Gordon Swobe gts_2000 at yahoo.com
Fri Feb 19 01:41:38 UTC 2010


--- On Thu, 2/18/10, Stathis Papaioannou <stathisp at gmail.com> wrote:

> Or 3) implementing programs leads to understanding.
>
> It seems that you just can't get past the very obvious
> point that although the man has no understanding of language, he is
> just a trivial part of the system, even if he internalises all the
> components of the system. His intelligence is in fact mostly
> superfluous. What he does is something a punchcard machine could do. 
> In fact, the same could be said of the intelligence of the man with 
> respect to knowledge of Chinese: it isn't a part of his cognitive 
> competence, not even as zombie intelligence. It's as if you had a being 
> of godlike intelligence (and consciousness) in your head whose only
> job was to make the neurons fire in the correct sequence. Do you see
> that such a being would not necessarily know anything about what you
> were thinking about, and you would not necessarily know anything about
> what it was thinking about?

As if I had a "being with godlike intelligence in my head who makes the neurons fire"? Honestly Stathis I have no idea what you're talking about.

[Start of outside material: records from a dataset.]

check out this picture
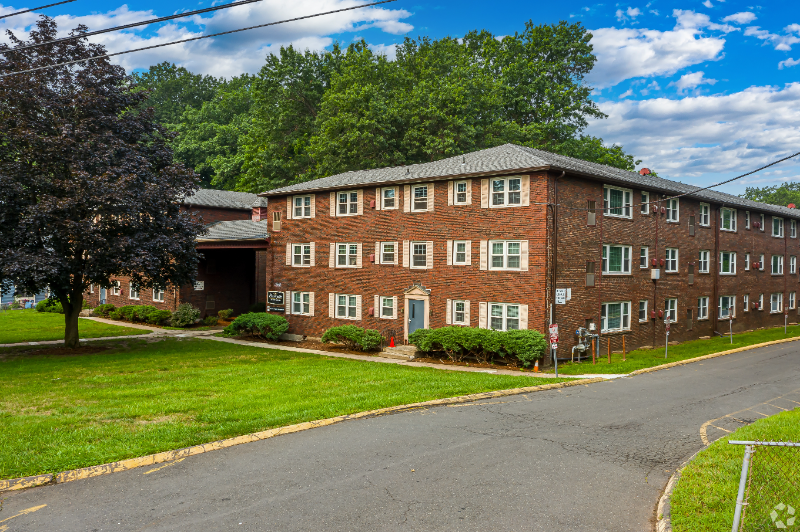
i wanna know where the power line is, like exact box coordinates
[0,0,396,77]
[0,0,76,20]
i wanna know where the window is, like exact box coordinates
[665,248,678,272]
[491,178,522,207]
[453,241,468,265]
[699,203,710,226]
[337,243,358,267]
[640,192,649,214]
[719,251,736,275]
[153,288,165,302]
[587,200,597,226]
[771,293,783,314]
[664,298,677,322]
[743,294,749,312]
[639,300,648,322]
[791,292,797,310]
[601,301,631,332]
[129,284,139,300]
[112,281,120,296]
[412,185,429,211]
[380,242,396,265]
[453,300,467,325]
[293,244,311,266]
[336,294,358,319]
[602,244,632,274]
[640,247,649,269]
[759,293,764,310]
[698,297,709,320]
[745,211,750,229]
[490,241,522,270]
[792,256,797,274]
[272,211,281,231]
[721,208,736,231]
[772,255,784,275]
[603,185,632,218]
[666,198,679,222]
[773,217,784,237]
[454,181,469,204]
[412,242,428,268]
[760,254,765,271]
[292,292,311,315]
[760,213,765,232]
[382,188,396,209]
[90,284,94,294]
[489,303,520,331]
[745,253,751,271]
[380,296,395,319]
[338,191,359,215]
[699,250,710,273]
[792,220,797,238]
[719,295,735,319]
[293,195,312,218]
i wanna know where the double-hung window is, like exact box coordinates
[699,250,710,273]
[719,295,735,319]
[760,254,765,271]
[791,292,797,310]
[792,220,798,238]
[603,185,632,218]
[745,253,751,270]
[699,203,710,226]
[382,188,396,209]
[664,298,677,322]
[640,192,649,214]
[452,300,467,325]
[453,241,469,265]
[791,256,797,274]
[153,288,165,302]
[454,181,469,204]
[771,293,783,313]
[773,217,784,237]
[293,244,311,266]
[338,191,359,215]
[760,213,765,232]
[380,296,395,319]
[721,208,736,231]
[412,242,428,268]
[743,294,750,312]
[666,198,679,222]
[601,301,630,332]
[491,178,522,207]
[412,185,429,211]
[639,300,648,322]
[380,242,396,265]
[640,247,649,269]
[337,243,359,267]
[129,284,139,300]
[292,292,311,315]
[719,251,736,275]
[336,294,358,319]
[698,297,709,320]
[490,241,522,270]
[745,211,750,229]
[772,255,784,275]
[293,195,312,218]
[602,245,631,274]
[489,303,520,331]
[759,294,764,310]
[665,248,678,272]
[112,281,120,296]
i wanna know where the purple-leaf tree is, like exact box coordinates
[0,17,205,348]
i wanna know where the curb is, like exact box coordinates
[0,377,604,494]
[655,447,706,532]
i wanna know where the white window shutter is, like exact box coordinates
[404,186,411,213]
[286,197,293,220]
[520,304,528,330]
[464,300,471,325]
[329,192,336,217]
[355,295,362,320]
[393,187,400,208]
[481,179,489,208]
[329,293,334,318]
[310,242,316,267]
[392,296,398,319]
[374,295,379,316]
[329,243,335,268]
[357,189,363,215]
[447,240,453,265]
[375,188,382,210]
[285,243,291,266]
[466,179,472,205]
[393,241,399,265]
[466,240,472,265]
[356,243,363,268]
[521,240,529,271]
[446,299,452,324]
[479,302,487,328]
[309,293,315,317]
[310,194,316,218]
[447,181,454,205]
[426,241,434,269]
[375,241,380,259]
[285,292,291,315]
[480,240,488,270]
[521,175,530,207]
[403,240,409,268]
[427,184,434,211]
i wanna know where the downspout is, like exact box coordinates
[653,196,659,348]
[713,206,720,333]
[552,171,566,336]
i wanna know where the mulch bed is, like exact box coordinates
[412,356,539,373]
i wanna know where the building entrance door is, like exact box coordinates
[100,288,106,304]
[408,299,425,335]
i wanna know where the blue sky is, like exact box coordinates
[2,0,799,194]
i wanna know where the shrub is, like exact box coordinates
[321,325,383,352]
[222,312,288,340]
[248,302,266,313]
[409,326,547,366]
[93,303,115,317]
[35,299,63,313]
[217,308,234,320]
[202,315,219,326]
[170,303,201,328]
[133,305,158,322]
[146,309,172,325]
[119,305,138,321]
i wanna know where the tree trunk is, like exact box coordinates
[64,303,82,348]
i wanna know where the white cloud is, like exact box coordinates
[779,57,800,69]
[620,88,634,98]
[368,42,397,59]
[585,83,800,179]
[640,80,660,95]
[616,6,642,22]
[703,0,713,8]
[722,12,757,24]
[668,70,717,93]
[744,25,800,51]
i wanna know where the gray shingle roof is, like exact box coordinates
[197,220,270,242]
[260,143,800,219]
[182,188,259,210]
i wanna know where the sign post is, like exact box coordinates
[549,324,559,377]
[664,316,670,359]
[729,307,734,344]
[785,308,788,335]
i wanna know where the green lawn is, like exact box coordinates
[0,337,569,480]
[0,309,144,344]
[548,325,800,374]
[671,407,800,532]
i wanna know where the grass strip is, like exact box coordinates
[548,324,800,374]
[0,309,144,344]
[670,407,800,532]
[0,337,570,480]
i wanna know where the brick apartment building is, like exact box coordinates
[261,143,800,356]
[84,189,269,316]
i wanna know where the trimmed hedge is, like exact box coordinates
[100,304,170,325]
[35,299,63,313]
[409,326,547,367]
[222,312,288,340]
[171,303,201,328]
[202,315,219,326]
[217,309,234,320]
[321,325,383,352]
[93,303,115,317]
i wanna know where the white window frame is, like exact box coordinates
[698,297,709,320]
[490,177,523,208]
[153,288,165,302]
[112,281,120,296]
[381,188,397,210]
[411,184,430,212]
[640,191,649,214]
[602,244,632,275]
[452,300,467,325]
[745,253,750,271]
[489,240,523,271]
[292,292,312,315]
[337,191,360,216]
[292,243,312,267]
[743,294,750,312]
[699,250,710,273]
[760,254,765,271]
[292,195,312,219]
[772,255,784,275]
[791,256,797,274]
[411,241,428,269]
[664,298,677,322]
[719,251,736,275]
[489,302,521,331]
[454,181,469,205]
[699,203,710,226]
[760,213,765,232]
[379,242,396,265]
[380,296,396,319]
[759,293,764,310]
[770,293,783,314]
[720,207,737,232]
[453,240,469,265]
[791,292,797,310]
[601,301,631,332]
[772,216,784,238]
[129,284,140,300]
[639,247,649,269]
[665,248,679,273]
[666,198,679,223]
[603,185,632,219]
[638,300,648,322]
[336,243,359,268]
[90,284,94,294]
[745,211,750,229]
[335,294,359,320]
[792,219,797,238]
[719,295,735,319]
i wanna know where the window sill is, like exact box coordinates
[665,271,680,274]
[603,214,633,220]
[335,265,360,269]
[335,316,360,321]
[697,317,710,321]
[291,265,312,268]
[409,209,432,213]
[336,213,361,217]
[380,206,399,210]
[290,313,312,317]
[666,220,680,224]
[453,263,470,267]
[489,204,523,209]
[292,215,313,220]
[600,329,632,336]
[720,273,737,276]
[720,229,737,233]
[453,203,470,207]
[379,316,398,320]
[602,272,631,276]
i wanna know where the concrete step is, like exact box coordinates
[381,345,418,360]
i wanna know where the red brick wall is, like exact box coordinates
[179,248,260,317]
[84,280,179,311]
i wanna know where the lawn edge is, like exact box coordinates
[655,447,706,532]
[0,377,603,493]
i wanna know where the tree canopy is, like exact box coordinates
[742,182,800,207]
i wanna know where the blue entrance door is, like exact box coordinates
[408,299,425,335]
[100,288,107,304]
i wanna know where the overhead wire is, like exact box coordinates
[0,0,76,20]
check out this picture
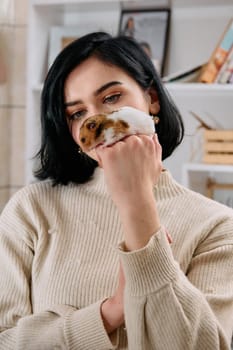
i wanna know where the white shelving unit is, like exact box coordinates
[182,163,233,189]
[26,0,233,188]
[182,163,233,207]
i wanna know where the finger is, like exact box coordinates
[152,133,159,143]
[152,133,162,153]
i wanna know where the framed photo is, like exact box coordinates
[119,8,170,76]
[48,25,98,69]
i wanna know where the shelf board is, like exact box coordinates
[33,82,233,94]
[165,83,233,92]
[182,162,233,189]
[183,163,233,173]
[31,0,121,13]
[31,0,233,6]
[32,0,118,4]
[172,0,233,7]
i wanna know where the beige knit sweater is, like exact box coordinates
[0,168,233,349]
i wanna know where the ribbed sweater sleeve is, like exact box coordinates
[0,232,115,350]
[0,186,118,350]
[118,226,233,350]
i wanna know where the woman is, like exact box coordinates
[121,17,135,38]
[0,32,233,349]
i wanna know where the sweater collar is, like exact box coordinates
[81,167,185,200]
[154,169,186,200]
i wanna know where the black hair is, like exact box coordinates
[35,31,184,185]
[140,41,152,56]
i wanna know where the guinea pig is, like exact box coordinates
[79,106,156,152]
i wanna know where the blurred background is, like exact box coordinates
[0,0,28,211]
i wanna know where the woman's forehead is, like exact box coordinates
[64,58,134,98]
[66,57,125,82]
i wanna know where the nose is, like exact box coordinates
[88,102,117,118]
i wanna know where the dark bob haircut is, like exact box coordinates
[35,31,184,185]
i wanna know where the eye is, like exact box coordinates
[68,109,87,121]
[103,93,121,104]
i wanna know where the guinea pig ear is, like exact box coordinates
[147,86,160,115]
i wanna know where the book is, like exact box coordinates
[198,18,233,83]
[215,45,233,83]
[162,64,204,83]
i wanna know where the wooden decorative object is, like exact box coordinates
[203,129,233,164]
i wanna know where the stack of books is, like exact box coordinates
[198,18,233,84]
[163,18,233,84]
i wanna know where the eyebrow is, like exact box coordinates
[64,81,123,107]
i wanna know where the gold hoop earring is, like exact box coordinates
[152,115,160,125]
[77,146,83,154]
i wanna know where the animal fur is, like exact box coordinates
[79,106,155,152]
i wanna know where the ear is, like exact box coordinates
[147,87,160,115]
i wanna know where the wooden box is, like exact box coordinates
[203,129,233,164]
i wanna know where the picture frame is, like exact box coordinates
[118,8,170,76]
[48,25,98,69]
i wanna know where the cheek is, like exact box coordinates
[126,93,150,114]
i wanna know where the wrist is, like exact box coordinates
[116,188,156,214]
[118,197,161,251]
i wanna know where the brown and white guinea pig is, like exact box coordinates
[79,106,156,152]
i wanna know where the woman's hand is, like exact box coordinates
[96,134,162,251]
[96,134,162,209]
[101,263,125,334]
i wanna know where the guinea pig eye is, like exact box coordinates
[87,121,96,130]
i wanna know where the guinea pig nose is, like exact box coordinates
[81,137,86,144]
[87,121,96,130]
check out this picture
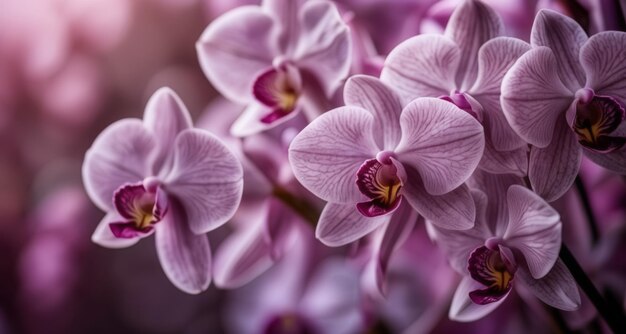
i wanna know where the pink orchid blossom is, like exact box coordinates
[501,9,626,201]
[82,87,243,293]
[381,0,531,177]
[289,75,484,247]
[196,0,351,137]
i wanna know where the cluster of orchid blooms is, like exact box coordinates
[82,0,626,332]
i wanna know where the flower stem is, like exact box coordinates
[272,186,320,227]
[574,175,599,244]
[559,244,626,332]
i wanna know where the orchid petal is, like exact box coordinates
[82,119,155,212]
[580,31,626,105]
[504,185,561,279]
[196,6,274,102]
[155,200,211,294]
[263,0,304,54]
[469,37,530,151]
[381,35,459,105]
[403,172,475,230]
[165,129,243,234]
[230,102,301,137]
[479,141,528,177]
[91,212,140,249]
[449,276,508,322]
[289,107,378,203]
[143,87,192,175]
[528,117,582,202]
[531,9,587,92]
[316,202,389,246]
[295,0,351,97]
[444,0,504,90]
[583,148,626,174]
[343,75,403,150]
[501,47,574,148]
[517,260,581,311]
[397,98,484,195]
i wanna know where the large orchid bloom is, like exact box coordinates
[502,9,626,201]
[381,0,530,177]
[289,75,484,247]
[431,173,580,321]
[82,88,244,293]
[196,0,351,137]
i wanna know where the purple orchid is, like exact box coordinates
[501,9,626,201]
[381,0,530,177]
[196,0,351,137]
[431,173,580,321]
[82,87,244,293]
[289,75,484,247]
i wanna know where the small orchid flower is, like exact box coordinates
[431,176,580,321]
[501,9,626,201]
[381,0,530,177]
[82,88,243,293]
[289,75,484,247]
[196,0,351,137]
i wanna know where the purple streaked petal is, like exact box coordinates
[403,172,475,230]
[501,47,574,148]
[381,35,459,105]
[469,37,531,151]
[444,0,503,90]
[288,107,379,203]
[504,185,561,279]
[142,87,192,175]
[82,119,156,212]
[528,116,582,202]
[91,213,140,249]
[196,6,274,102]
[396,98,484,195]
[343,75,403,150]
[109,222,153,239]
[517,260,580,311]
[580,31,626,105]
[584,147,626,174]
[479,141,528,177]
[449,276,508,322]
[531,9,587,92]
[316,202,389,246]
[294,0,351,97]
[155,199,211,294]
[263,0,304,54]
[165,129,244,234]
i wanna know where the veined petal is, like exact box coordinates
[444,0,504,90]
[294,0,351,97]
[263,0,305,54]
[165,129,244,234]
[396,98,484,195]
[344,75,403,150]
[517,260,581,311]
[381,35,459,106]
[528,117,583,202]
[584,148,626,174]
[479,141,528,177]
[82,119,155,212]
[289,107,379,203]
[580,31,626,105]
[501,47,574,148]
[531,9,587,92]
[196,6,274,102]
[449,276,508,322]
[504,185,561,279]
[403,172,475,230]
[316,202,389,246]
[143,87,192,175]
[230,102,301,137]
[91,212,140,249]
[155,199,211,294]
[469,37,531,151]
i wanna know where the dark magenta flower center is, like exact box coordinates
[253,65,301,124]
[467,246,514,305]
[263,314,316,334]
[355,157,402,217]
[109,182,168,239]
[574,95,626,153]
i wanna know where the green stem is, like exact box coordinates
[272,186,320,227]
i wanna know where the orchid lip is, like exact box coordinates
[110,182,168,239]
[355,158,403,217]
[253,65,302,125]
[467,246,514,305]
[573,95,626,153]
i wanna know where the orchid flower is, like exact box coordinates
[381,0,530,177]
[501,9,626,201]
[196,0,351,137]
[431,174,580,321]
[289,75,484,247]
[82,88,243,293]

The CRA thought experiment involves *you the reader* imagining *yourself* in the room (or as the room) using *your* mind to attempt to understand the Chinese symbols. 

Nobody wants to know about strange speculations of *something else* in or about your brain that might understand the symbols when you don't understand them. I mentioned the pink unicorns the other day for that reason. If mysterious pink unicorns in some mysterious place understand the symbols, but you have no access to their understanding, then Searle still got it right.